INT ID vs. GUID is one of those long-standing arguments that for whatever reason rival SProcs vs. No-SProcs in terms of passionate opposition. People either love GUIDs or hate them. But the fact of the matter is that a lot of people simply have a hard time understanding the details enough to make an informed decision.

My first reaction is to say that GUID keys are there for a reason. That reason, as far as I can tell from back in the day was replication. In fact, on some of the tooling, you'll see uniqueidentifier identities referred to as replication identities. At this point, Dan quickly pointed out that GUIDs aren't guaranteed to be unique (at least across machines in this scenario), and that's a very good point to stress. In the old documentaion, you would see scenarios where people dumped data from disperate systems into a central BI database for analysis. The problem then becomes one of overlapping IDs. Enter GUID ID. But really, that only mitigates the problem to a certain degree since you still have to code for the occassional identifier collision.

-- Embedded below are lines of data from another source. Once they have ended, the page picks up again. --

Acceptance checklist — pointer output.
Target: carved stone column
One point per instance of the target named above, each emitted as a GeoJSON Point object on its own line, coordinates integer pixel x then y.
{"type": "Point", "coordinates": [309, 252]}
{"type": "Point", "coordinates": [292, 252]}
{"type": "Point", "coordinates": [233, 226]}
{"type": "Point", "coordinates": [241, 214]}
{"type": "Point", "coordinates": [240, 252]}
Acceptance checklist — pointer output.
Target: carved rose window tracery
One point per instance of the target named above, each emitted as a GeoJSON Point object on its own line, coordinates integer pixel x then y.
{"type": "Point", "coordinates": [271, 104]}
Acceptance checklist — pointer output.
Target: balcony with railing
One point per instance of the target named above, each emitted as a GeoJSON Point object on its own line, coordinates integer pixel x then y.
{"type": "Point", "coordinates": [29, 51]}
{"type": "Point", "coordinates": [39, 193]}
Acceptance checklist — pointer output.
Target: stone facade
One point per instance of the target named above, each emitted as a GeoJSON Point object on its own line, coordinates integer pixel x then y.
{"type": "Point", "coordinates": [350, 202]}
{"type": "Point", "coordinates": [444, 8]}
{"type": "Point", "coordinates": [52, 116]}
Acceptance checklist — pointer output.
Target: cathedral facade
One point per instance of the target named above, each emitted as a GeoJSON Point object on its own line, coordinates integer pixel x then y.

GUIDs as IDs have two main drawbacks:

1) The size. They are four times the size of a normal INT. That may not seem like a lot for today's storage hardware, but on a table of 4 million rows, that's 12MB of difference. Multiply that by several tables and/or more rows, and you get the idea. Now, many tables may not get that big and you don't necessarily have to worry about it much.

2) (another reminder that Dan brought up) GUIDs do not index well, particularly if you are talking about clustered indexes (the default for primary keys in SQL server tooling). In this scenario, because they aren't sequential, GUIDs tend to fragment the index horribly. This both wastes space and can make index updates and relocation computationally expensive. In 2005, SQL Server introduced a new function - NEWSEQUENTIALID() - to help alleviate this problem. However, most people don't use it, and you still have to contend with the size issue.

I've seen people also argue that the set of operators for GUIDs are more limited than the set for INTs, but I don't think this argument carries a lot of weight. After all, you shouldn't be using arithematic operators on primary keys anyway. Comparison operators are perfectly valid for both though. However, if you don't have sequential IDs, then comparisons for ranking and sampling (for example, for paging) become a lot trickier.

At the end of the day, there's nothing particularly evil about using GUIDs for identifiers. However, I think people need to fit the solution to a specific problem and carefully weigh the pros and cons. Personally, I'd go with INT identifiers natrually unless there was a compelling reason to use GUIDs. And expected data size isn't one of those reasons. If you need more than 4 billion records, you can always upgrade to BIGINT.

posted @ Tuesday, May 19, 2009 11:38 AM